This blog is part of a series titled ReBlog sharing out articles that speak to the work we are doing in the schools of The Étude Group. Through these reblogs, we want to connect the work being done here in Sheboygan to the national conversation about education.
We often use the phrase, “Hands On, Minds On” to describe learning at The Étude Group schools. This phrase helps us communicate our research-based philosophy that active learning leads to deeper understanding.
Research shows this type of learning, embodied learning, helps our students better retain what they have learned. I encourage you to read, Why Kids Need to Move, Touch and Experience to Learn, a blog that further explains the ongoing research around and benefits of movement and learning.
In the blog post, Katrina Schwartz of public broadcaster KQED, notes that the idea of linking movement with improved educational outcomes is “not new to many educators”. She points to Maria Montessori, the mother of the educational movement that bears her name, who wrote in her 1936 book The Secret of Childhood: “Movement, or physical activity, is thus an essential factor in intellectual growth, which depends upon the impressions received from outside. Through movement we come in contact with external reality, and it is through these contacts that we eventually acquire even abstract ideas.”

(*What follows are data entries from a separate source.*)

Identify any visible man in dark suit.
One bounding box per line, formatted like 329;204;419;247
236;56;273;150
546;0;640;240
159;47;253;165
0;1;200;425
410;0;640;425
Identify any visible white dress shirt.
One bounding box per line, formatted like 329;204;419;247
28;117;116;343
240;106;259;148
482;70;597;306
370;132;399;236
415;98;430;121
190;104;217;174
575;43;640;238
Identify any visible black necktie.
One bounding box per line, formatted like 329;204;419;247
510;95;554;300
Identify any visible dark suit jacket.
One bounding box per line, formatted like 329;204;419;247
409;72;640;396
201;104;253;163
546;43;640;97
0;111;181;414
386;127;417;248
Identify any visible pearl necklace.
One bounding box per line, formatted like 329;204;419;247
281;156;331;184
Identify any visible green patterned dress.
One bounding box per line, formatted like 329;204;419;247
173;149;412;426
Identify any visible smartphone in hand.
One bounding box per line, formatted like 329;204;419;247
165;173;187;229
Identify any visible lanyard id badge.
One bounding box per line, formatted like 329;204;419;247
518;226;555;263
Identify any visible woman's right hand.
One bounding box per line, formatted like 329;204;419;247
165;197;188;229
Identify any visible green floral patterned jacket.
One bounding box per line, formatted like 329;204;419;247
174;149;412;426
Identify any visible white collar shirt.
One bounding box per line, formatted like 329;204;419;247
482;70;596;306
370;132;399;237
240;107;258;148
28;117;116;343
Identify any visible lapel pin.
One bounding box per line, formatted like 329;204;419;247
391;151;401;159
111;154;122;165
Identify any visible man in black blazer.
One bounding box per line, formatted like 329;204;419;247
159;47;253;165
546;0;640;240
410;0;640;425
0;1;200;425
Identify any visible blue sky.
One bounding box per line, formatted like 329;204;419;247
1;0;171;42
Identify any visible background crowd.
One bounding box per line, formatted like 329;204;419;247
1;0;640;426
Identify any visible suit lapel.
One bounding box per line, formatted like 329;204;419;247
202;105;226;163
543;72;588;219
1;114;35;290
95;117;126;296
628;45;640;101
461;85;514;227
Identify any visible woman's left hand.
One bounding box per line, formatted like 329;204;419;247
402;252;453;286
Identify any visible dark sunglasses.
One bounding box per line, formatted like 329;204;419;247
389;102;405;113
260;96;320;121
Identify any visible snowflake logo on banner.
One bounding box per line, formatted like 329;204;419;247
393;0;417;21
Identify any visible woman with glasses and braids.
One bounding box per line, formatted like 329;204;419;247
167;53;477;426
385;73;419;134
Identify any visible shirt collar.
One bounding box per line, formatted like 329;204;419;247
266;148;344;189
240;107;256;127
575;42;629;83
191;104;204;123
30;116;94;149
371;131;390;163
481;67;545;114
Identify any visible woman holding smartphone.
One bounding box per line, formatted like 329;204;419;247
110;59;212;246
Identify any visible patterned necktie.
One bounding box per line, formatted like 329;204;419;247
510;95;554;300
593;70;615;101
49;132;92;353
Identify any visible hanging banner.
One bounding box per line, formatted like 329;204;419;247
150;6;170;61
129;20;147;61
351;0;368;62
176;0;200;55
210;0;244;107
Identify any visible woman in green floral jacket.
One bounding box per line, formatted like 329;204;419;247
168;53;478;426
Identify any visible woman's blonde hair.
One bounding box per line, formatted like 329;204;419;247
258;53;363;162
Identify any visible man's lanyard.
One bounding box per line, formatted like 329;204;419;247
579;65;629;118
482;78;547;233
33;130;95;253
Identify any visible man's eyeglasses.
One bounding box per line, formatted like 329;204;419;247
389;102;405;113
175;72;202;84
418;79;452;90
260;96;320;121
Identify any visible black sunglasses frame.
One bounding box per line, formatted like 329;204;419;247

Modern scientific research supports Montessori’s view and is finding that early movement by children is strongly correlated with academic success later in life. It makes perfect sense that the earlier that children start physically exploring the world around them that the earlier they start learning.
“Encouraging kids to use their hands brings out unsaid, and often correct ideas, which then makes them more open to instruction and more likely to learn,” Susan Goldin-Meadow, who runs a laboratory at the University of Chicago exploring developmental psychology, linguistics, and cognition, said in the blog post.
At Étude Elementary, using one’s body to better understand the world around them happens throughout each day. Students start each morning with a classroom meeting that focuses on transitioning them from home to school by getting their bodies and minds ready to learn through a sequence called WOMMP. This sequence involves drinking water, breathing deeply to oxygenate the blood, marching to get the blood flowing, crossing the midline to have each side of the brain connect to each other. We end with a short yoga sequence to calm and focus the mind.
Students often spend time observing and exploring the outdoors, in our student created gardens, adjacent Pigeon River woods, or through off site field experiences. These experiences deepen the learning within our projects. While we are aware of the abundant research on the benefits of spending time outdoors, we also know moving beyond our school walls helps students make sense of the world in an authentic manner.
Within the weekly schedule, students also participate in two additional specials beyond the traditional art, music, and physical education. These specials, movement and drama, help further their learning and create new meaning to the concepts they are exploring in their projects.This allows students to experience and feel what they have learned in the classroom. During Trimester 2 in drama, students in the second and third grade multi-age classes wrote scripts and acted out the play they created at their Exhibition of Learning. Incorporating drama strengthens student development of characters and understanding of character motivation. First grade students are learning about the human body in the classroom, and during movement class, they are learning yoga and how it benefits the different areas of the body and mind.
And the blog post points out that using movement to reinforce learning is not limited to young children. Sian Beilock, professor of psychology at the University of Chicago, found that high school students who used physical objects to understand physics concepts like angular motion actually performed better on tests.
Our active learning program throughout The Étude Group schools is rooted in the latest in educational research, and it demonstrates that understanding is derived through experiences where mind and body are activated.